Open msakrejda opened 10 years ago
For what it's worth, the errors seem to occur around about 22-25GB (of a 26.2GB file), although it's not regular enough for there to be any singlel threshold (and this doesn't seem deterministic; some large uploads did succeed recently).
This will be hard to track down without a reproducible test case.
I suspect this error is coming from https://github.com/kr/s3/blob/2f2414/s3util/uploader.go#L186 via https://github.com/kr/s3/blob/2f2414/s3util/uploader.go#L121 .
If you can instrument the code and verify or falsify that it would help.
retryUploadPart tries at most twice for each part, (see https://github.com/kr/s3/blob/2f2414/s3util/uploader.go#L26), so this could be a increased levels of ordinary transient network problems manifesting as visible errors.

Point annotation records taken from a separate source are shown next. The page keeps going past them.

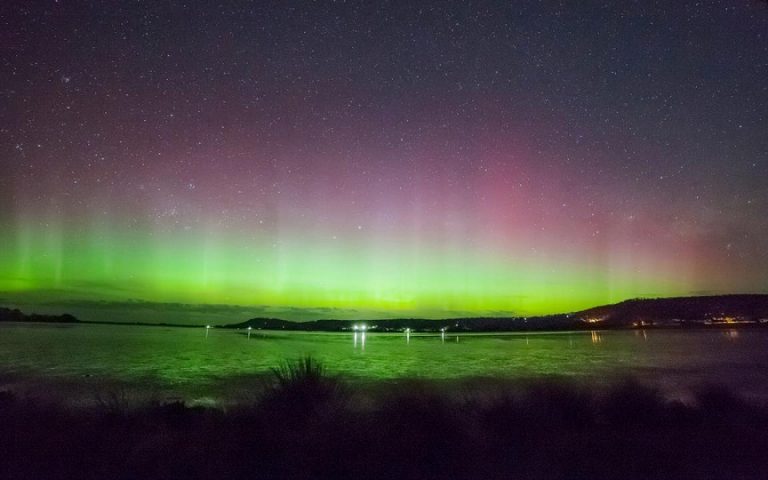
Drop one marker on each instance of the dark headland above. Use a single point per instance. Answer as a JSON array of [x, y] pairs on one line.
[[677, 312], [704, 311]]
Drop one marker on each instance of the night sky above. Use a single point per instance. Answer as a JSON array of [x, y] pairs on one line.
[[366, 158]]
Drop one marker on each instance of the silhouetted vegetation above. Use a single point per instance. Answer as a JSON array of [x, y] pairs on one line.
[[309, 424]]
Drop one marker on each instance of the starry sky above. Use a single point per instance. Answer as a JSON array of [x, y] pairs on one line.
[[397, 158]]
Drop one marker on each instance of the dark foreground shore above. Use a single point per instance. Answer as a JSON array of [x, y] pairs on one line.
[[307, 424]]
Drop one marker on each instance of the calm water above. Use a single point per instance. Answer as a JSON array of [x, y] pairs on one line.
[[79, 360]]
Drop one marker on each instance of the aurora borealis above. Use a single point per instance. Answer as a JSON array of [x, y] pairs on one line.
[[383, 158]]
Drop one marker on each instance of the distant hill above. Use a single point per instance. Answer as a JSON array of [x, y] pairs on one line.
[[709, 310], [659, 312], [15, 315]]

Thanks for the pointers. I figured this was a long shot. I'll see if I can dig in and get more info.
For what it's worth, I wasn't able to dig deeper, but uploading ~35GB of zeros seems to reliably reproduce it:
$ dd if=/dev/zero count=$((35*1024)) bs=1048576 | ./s3cp /dev/stdin https://$bucket.s3.amazonaws.com/$key
Put https://$bucket.s3.amazonaws.com/$key?partNumber=1342&uploadId=...: EOF
gof3r seems to have no trouble with this same file. According to its log output, it does seem to retry ~10 times over the course of the upload, but it never has to retry the same part. I've tried this twice so far.
We're running into some situations where we appear to get an EOF from a perfectly legitimate input file:
We're running a somewhat older s3cp (2f24149626958aa1a61b6493cfed30643c2cf70d), but looking at the history, I don't think any of the commits since would address this. Could this be a s3cp problem, or can this error message occur due to upload issues? We've seen this on a number of instances, so it's unlikely to be a hardware issue in reading the source file.